Monetary policy divergence manifests itself first in currencies, because currencies aren’t an asset class at all, but a political construction that represents and symbolizes monetary policy. Then the divergence manifests itself in those asset classes, like commodities, that have no internal dynamics or cash flows and are thus only slightly removed in their construction and meaning from however they’re priced in this currency or that. From there the divergence spreads like a cancer (or like a cure for cancer, depending on your perspective) into commodity-sensitive real-world companies and national economies. Eventually – and this is the Big Point – the divergence spreads into everything, everywhere.
I think this is still the only story that matters for markets.
The good Lord giveth and the good Lord taketh away. Right now the good Lord’s name is Janet Yellen, and she’s in a giving mood. It won’t last. It never does.

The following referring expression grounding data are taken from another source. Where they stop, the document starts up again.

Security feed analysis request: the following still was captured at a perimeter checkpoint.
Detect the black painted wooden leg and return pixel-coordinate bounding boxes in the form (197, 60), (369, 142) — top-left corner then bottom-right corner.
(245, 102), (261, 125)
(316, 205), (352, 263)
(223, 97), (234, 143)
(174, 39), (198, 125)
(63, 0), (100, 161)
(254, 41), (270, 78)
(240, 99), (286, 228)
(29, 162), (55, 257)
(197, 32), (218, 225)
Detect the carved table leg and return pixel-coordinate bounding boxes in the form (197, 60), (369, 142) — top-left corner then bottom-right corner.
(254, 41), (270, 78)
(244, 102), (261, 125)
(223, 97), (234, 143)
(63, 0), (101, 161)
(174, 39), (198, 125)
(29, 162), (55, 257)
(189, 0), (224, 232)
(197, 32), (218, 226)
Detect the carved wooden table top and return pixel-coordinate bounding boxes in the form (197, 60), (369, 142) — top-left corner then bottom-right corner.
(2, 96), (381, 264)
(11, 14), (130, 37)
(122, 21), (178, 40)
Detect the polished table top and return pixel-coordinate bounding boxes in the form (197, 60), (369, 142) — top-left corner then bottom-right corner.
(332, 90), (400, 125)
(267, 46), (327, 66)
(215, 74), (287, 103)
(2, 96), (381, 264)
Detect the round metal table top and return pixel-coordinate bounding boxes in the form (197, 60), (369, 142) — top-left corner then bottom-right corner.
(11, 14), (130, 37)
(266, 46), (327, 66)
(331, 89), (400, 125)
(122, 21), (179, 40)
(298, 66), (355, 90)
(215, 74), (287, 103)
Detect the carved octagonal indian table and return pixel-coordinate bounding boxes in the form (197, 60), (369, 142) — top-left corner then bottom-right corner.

But it does give us time to prepare our portfolios for a return to competitive monetary policy actions, and it gives us insight into what to look for as catalysts for that taketh away part of the equation.
Most importantly, though, I hope that this exercise in truth-seeking inoculates you from the Big Narrative Lie coming soon to a status quo media megaphone near you, that this resurgence in risk assets is caused by a resurgence in fundamental real-world economic factors. I know you want to believe this is true. I do, too! It’s unpleasant personally and bad for business in 2016 to accept the reality that we are mired in a policy-controlled market, just as it was unpleasant personally and bad for business in 1854 to accept the reality that cholera is transmitted through fecal contamination of drinking water. But when you SEE John Snow’s dot map of death you can’t ignore the Broad Street water pump smack-dab in the middle of disease outcomes. When you SEE a Bloomberg correlation map of prices you can’t ignore the trade-weighted broad dollar index smack-dab in the middle of market outcomes. Or at least you can’t ignore it completely. It took another 20 years and a lot more cholera deaths before Snow’s ideas were widely accepted. It took the development of a new intellectual foundation: germ theory. I figure it will take another 20 years and the further development of game theory before we get widespread acceptance of the ideas I’m talking about in Epsilon Theory. That’s okay. The bees can wait.